Eddie seems to feel contentment in his solitude at the asylum, but Gwen brings the baby to see him, and manages to lure him outside to try again, saying she's got a job for him. At his father's funeral, Florence and Gwen are both there and see each other for the first time, and Florence seems to grudgingly accept the relationship between Eddie and Gwen as the only way Eddie can be saved from himself.Kirk Douglas as Eddie Anderson
Faye Dunaway as Gwen
Deborah Kerr as Florence
Richard Boone as Sam
Hume Cronyn as Arthur
Harold Gould as Dr. Leibman
Carol Rossen as Gloria
John Randolph Jones as Charles
Dianne Hull as Ellen Anderson
Charles Drake as Finnegan
Barry Sullivan as Chet Collier (uncredited)

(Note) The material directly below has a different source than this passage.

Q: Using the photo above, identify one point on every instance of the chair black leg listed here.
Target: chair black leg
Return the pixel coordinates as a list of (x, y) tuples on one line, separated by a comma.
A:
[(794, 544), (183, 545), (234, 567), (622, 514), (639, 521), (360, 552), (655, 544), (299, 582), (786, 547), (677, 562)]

Kazan wanted Eddie to be portrayed by Marlon Brando, who Kazan felt could bring a greater depth to the role and bring it close to the character portrayed in the novel and who had experienced great success with Kazan previously in the films A Streetcar Named Desire, Viva Zapata!, and On the Waterfront. However, Brando refused to take the role, stating that he had no interest in making a film so soon after the assassination of Martin Luther King, Jr. Kazan felt this to be a dodge on Brando's part and wondered if the real reasons had more to do with Brando's increasing weight or receding hairline.
The critics were overwhelmingly negative when the film came out, and it was the consensus that Kazan should never have filmed his own best-selling novel, which was panned by most literary critics as trash when it was published in 1967.
Tony Mastroianni in The Cleveland Press referred to the film as a "bad novel [that] didn't improve very much in the transfer [to film]."
Vincent Canby of The New York Times wrote that it "reeks with slightly absurd movie chic but, unlike Douglas Sirk's Written on the Wind or Vincente Minnelli's Two Weeks in Another Town, it's not only not much fun, but it's a mess of borrowed styles. What's worse is that it may be largely incomprehensible, on a simple narrative level, unless one has read Kazan's best-selling, 543-page short story that the director has more or less synopsized in his movie."
A more mixed review came from Roger Ebert, who wrote that it was "one of those long, ponderous, star-filled 'serious' films that were popular in the 1950s, before we began to value style more highly than the director's good intentions. It isn't successful, particularly not on Kazan's terms (he sees it, doubtless, as a bitter sermon on the consequences of selling out). But it does draw nourishment from the remarkable performances of Kirk Douglas and Faye Dunaway."
The failure of The Arrangement was the end of Kazan's own career as an A-list director.